15 October 2014

Hurricane Gonzalo threatens Bermuda

Tropical Storm Gonzalo has achieved hurricane-speed winds more quickly than forecast as it sets course for Bermuda.

According to catastrophe modelling firm AIR Worldwide, the storm passed through the eastern Caribbean on a northwest course, further east than initially forecast, delivering heavy wind and rain to Antigua and other close-by islands.

Near St. Martin, Gonzalo achieved hurricane-speed winds and continued to strengthen—more quickly than forecast. It is now a Category 2 storm with 110 mph maximum sustained winds and a minimum pressure of 973 mb.

AIR expects Gonzalo to take a turn to the northeast by early Thursday and set a course for Bermuda.
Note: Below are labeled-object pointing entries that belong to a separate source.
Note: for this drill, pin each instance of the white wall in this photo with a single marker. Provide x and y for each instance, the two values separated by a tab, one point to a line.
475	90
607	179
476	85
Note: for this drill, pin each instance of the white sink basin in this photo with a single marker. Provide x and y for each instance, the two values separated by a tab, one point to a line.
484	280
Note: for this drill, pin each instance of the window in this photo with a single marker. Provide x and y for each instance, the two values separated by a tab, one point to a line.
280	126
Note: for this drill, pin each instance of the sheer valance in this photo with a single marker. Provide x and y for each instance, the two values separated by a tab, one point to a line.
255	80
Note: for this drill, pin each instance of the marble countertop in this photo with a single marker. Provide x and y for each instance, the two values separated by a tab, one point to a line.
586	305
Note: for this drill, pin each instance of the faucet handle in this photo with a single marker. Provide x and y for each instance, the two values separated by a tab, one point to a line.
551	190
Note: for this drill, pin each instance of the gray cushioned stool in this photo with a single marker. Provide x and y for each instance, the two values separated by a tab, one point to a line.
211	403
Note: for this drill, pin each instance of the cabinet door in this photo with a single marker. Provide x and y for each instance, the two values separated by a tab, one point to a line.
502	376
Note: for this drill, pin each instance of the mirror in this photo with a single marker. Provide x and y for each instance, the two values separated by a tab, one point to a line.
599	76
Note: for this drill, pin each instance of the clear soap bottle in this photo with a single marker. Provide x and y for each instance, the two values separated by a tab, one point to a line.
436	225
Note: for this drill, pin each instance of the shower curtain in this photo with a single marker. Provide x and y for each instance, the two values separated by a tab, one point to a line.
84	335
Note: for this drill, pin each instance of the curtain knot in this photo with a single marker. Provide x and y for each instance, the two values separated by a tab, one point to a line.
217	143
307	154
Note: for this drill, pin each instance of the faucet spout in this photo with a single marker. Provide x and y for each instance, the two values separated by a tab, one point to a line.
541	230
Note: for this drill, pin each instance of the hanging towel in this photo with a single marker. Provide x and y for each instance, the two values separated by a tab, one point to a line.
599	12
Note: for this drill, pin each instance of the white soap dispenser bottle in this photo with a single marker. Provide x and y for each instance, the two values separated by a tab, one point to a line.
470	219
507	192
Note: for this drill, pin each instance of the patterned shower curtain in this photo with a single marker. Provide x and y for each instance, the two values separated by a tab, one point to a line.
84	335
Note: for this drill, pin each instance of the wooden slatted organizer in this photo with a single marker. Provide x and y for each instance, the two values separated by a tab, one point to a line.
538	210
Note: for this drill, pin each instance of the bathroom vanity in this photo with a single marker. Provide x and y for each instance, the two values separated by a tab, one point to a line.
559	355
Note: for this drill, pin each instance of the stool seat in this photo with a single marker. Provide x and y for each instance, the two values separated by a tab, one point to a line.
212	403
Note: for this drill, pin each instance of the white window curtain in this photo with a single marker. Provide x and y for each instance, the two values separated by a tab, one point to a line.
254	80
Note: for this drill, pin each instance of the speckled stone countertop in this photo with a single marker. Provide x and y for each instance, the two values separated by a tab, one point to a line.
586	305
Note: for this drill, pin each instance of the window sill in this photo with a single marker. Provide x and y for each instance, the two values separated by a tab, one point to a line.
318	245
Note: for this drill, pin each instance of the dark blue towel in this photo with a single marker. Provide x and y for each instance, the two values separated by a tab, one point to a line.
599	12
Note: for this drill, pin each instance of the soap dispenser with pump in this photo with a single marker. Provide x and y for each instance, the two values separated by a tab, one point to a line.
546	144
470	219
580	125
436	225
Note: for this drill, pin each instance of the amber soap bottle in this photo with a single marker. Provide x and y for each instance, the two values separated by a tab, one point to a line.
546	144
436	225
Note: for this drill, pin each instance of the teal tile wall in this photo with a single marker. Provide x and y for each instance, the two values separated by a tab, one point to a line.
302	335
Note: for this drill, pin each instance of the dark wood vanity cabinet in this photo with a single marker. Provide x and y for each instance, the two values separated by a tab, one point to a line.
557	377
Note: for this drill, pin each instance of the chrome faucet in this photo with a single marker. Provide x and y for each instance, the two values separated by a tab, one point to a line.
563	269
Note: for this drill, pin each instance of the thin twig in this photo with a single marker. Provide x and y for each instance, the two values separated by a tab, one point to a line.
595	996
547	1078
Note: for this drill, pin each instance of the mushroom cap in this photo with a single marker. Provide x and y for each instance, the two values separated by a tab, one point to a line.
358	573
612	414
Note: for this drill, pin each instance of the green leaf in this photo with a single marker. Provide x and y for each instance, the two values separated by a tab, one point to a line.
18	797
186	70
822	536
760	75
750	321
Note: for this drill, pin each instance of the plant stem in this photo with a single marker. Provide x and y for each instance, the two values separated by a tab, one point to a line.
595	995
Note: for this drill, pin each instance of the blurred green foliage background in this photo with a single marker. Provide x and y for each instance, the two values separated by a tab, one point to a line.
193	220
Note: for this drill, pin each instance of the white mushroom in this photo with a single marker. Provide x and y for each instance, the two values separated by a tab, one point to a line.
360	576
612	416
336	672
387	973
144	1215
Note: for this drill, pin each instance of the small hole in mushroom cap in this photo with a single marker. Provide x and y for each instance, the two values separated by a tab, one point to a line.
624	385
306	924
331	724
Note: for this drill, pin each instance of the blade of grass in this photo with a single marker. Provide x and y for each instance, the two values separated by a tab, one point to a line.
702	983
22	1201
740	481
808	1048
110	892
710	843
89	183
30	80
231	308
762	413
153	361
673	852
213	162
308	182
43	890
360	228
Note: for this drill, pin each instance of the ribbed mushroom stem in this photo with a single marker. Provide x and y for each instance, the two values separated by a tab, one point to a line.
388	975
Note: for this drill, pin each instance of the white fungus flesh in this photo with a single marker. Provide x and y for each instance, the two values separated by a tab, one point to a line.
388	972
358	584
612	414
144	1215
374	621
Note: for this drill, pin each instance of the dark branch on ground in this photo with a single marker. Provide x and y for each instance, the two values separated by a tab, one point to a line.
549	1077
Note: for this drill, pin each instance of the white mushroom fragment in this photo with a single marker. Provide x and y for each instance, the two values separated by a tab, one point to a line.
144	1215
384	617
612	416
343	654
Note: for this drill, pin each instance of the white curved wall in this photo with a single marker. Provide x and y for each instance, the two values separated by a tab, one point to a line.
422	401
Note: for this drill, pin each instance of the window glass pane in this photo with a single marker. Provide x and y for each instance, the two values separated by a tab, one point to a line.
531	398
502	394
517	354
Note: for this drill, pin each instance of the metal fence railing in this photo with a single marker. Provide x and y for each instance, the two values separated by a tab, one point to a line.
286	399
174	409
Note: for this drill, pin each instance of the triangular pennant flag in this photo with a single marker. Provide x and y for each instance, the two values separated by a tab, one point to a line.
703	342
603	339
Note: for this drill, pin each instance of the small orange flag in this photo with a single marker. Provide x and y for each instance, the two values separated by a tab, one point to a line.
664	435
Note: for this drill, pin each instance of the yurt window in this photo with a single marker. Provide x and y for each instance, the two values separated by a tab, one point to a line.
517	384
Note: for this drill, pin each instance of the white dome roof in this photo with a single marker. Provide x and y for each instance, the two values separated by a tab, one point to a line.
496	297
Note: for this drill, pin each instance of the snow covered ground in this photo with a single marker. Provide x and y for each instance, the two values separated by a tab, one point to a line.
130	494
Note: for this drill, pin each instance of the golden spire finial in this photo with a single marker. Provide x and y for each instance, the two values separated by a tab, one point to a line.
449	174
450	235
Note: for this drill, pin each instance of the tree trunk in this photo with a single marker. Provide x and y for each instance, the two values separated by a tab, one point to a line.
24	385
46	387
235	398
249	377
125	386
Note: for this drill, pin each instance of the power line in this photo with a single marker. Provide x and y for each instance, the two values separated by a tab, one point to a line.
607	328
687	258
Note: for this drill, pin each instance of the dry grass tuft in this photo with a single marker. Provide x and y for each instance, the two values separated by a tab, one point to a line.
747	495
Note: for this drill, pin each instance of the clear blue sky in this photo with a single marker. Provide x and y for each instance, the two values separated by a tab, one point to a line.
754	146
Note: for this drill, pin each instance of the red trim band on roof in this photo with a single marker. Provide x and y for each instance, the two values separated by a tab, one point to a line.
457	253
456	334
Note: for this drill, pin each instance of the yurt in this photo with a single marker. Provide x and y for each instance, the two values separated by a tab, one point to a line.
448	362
It added that the hurricane is not expected to reach the US mainland.

"Direct damage from wind thus far has been isolated to roofing, with reports of some structures having complete damage to the roof,” said Scott Stransky, manager and principal scientist at AIR Worldwide. “Additionally, there have been reports of felled trees and power outages, primarily on Antigua. Aside from wind, the storm is expected to produce up to a foot of rainfall in some areas.”

“Tropical Storm Gonzalo formed over the weekend, just east of the Antilles. As a tropical storm, Gonzalo passed through the northern Antilles. As it moved northwest on Monday, roughly between Antigua and St. Thomas, Gonzalo reached hurricane status. Hurricane Gonzalo has continued to strengthen to a Category 2 storm on the Saffir-Simpson scale, with maximum sustained wind of 110 mph and a minimum pressure of 973 mb. The storm should experience lower wind shear and warm water on its projected track, contributing to its strength and potential for damage should it impact Bermuda.”